City Council reviewed the proposed changes to the Town Center’s development code for the first time Monday, asking city staff to come back with more information before it reached a decision about how stringent and reaching the city should be with prospective development.

A short list of code amendments has been recommended by the planning commission in an effort to bring more public amenities to downtown with future five-story buildings.

The city is seeking more from future developments in the form of affordable housing, larger public plazas and pedestrian pathways through Town Center’s mega-blocks.

According to City Councilmember Dan Grausz, who was acting as the Council liaison at the planning commission meeting, affordable housing was the first priority of an ad hoc committee formed by Council at the end of 2005 to discern what changes, if any, were needed in the development code to get more the public amenities out of developers.

The ad hoc committee, city staff, and planning commission all recommended that developers provide affordable housing at a ratio of three normal units to one affordable unit or one square foot of affordable housing for every three square feet of living space.

The planning commission agreed something had to be done to preserve some economic diversity on the Island.

“Its sad to live in community where our teachers, police and fire fighters can’t afford to live in the community they serve,” Planning Commissioner Chair Bill Chapman said last Wednesday.

The changes before Council would require developers seeking a fifth story to provide affordable housing in new buildings unless it is the first project in one of the three types of “opportunity sites” designated by the city. Depending on the site, developers may either construct a significant public plaza or a major pedestrian connection instead of the subsidized housing.
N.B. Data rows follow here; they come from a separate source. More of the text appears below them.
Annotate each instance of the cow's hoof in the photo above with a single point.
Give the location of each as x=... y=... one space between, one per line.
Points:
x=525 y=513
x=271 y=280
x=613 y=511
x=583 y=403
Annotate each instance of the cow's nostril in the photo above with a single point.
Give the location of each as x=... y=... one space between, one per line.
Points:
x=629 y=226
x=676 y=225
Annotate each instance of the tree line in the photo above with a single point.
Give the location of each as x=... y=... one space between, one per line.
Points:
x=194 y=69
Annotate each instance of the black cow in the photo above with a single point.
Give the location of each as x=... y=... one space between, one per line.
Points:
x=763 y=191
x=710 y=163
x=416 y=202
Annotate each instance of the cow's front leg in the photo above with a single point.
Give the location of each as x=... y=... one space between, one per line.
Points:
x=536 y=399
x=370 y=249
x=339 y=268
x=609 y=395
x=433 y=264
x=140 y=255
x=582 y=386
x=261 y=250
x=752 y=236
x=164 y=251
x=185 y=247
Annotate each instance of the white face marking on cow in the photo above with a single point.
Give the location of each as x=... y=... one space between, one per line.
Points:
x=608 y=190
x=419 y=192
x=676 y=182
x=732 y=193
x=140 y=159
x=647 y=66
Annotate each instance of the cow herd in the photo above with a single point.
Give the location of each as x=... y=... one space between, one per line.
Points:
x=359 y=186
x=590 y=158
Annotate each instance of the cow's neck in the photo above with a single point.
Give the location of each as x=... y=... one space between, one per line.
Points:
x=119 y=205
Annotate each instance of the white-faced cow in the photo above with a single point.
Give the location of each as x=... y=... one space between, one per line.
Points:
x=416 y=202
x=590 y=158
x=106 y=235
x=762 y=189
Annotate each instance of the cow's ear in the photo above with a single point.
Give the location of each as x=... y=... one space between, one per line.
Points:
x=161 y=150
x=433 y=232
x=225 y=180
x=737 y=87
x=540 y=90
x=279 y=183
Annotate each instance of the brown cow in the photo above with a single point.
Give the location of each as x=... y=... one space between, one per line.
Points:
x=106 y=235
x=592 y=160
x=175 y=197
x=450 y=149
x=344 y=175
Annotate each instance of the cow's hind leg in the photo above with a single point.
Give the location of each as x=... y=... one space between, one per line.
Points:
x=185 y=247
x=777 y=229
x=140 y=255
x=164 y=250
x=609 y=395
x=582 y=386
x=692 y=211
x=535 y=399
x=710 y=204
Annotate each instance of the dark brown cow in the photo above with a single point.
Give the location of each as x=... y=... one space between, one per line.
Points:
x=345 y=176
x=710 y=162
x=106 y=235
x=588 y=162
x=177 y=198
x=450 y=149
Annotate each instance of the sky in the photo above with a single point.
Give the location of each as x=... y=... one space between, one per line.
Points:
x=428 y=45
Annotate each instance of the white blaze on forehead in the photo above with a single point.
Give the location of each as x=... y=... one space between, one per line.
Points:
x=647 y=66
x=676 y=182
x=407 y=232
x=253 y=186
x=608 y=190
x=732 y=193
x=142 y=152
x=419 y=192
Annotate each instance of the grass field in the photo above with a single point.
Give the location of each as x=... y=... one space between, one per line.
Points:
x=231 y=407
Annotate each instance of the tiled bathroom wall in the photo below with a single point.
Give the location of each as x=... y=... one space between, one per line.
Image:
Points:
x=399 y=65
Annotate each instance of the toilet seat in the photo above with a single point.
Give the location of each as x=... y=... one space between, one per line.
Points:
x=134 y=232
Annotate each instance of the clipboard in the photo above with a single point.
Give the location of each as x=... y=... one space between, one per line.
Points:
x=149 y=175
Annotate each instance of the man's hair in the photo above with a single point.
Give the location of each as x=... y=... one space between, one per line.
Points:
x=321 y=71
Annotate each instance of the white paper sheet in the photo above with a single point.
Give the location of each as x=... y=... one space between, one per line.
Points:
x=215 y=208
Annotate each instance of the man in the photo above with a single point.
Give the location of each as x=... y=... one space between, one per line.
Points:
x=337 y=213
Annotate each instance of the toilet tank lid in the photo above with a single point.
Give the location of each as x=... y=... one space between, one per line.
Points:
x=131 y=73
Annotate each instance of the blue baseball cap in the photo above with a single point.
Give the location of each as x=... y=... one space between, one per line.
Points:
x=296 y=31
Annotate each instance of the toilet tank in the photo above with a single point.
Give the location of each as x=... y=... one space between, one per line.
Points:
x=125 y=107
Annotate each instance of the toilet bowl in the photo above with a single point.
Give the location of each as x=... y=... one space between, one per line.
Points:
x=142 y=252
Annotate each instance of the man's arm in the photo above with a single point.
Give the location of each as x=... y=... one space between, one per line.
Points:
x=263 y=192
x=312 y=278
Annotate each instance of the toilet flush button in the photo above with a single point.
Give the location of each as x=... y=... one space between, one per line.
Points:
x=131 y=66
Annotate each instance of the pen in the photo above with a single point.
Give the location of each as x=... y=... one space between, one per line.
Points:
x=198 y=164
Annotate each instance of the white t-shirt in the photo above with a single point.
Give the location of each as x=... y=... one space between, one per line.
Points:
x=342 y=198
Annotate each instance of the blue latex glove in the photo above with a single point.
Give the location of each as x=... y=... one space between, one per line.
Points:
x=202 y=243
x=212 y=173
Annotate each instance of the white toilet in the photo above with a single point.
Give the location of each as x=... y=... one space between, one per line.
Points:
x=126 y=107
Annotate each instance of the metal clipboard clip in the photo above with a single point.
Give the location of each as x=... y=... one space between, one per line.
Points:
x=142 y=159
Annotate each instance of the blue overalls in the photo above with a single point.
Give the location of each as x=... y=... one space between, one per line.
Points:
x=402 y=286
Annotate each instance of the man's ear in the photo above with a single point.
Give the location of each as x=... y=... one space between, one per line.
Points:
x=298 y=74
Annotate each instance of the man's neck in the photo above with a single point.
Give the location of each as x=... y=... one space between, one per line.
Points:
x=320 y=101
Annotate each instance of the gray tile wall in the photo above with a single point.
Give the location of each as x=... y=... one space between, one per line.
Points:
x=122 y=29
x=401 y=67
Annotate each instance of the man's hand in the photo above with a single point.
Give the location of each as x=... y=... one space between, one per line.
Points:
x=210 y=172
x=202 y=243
But the Council wanted more clarification regarding these requirements.

Some Council members feared making the requirements too prescriptive, would limit options for prospective developers.

Council members also mentioned concern with the ambiguity in the language regarding the mid-block pedestrian connection requirement.

“We need to create flexibility,” Jahncke said, “and improving the definitions of the possible locations (for pedestrian connections) that gives us a good deal more of flexiblity.”

The so-called “opportunity sites” for a significant public plaza, which must be a minimum of 4,000 square feet, are at the northwest corner of Town Center near the Old Safeway site and along 77th Avenue near the current Walgreens building and the lot across from QFC.

Other sites in the Town Center are the large blocks near S.E. 28th and 30th Street. Development at these sites, which includes the Rite Aid building or the businesses near Hollywood Video, must include major pedestrian connections if the developers don’t want to provide affordable housing.

Once developers construct the public plazas and pedestrian connections in these designated areas, then all future developments must provide affordable housing if seeking a fifth story. Other developments outside these designated areas are bound to provide affordable housing from now on.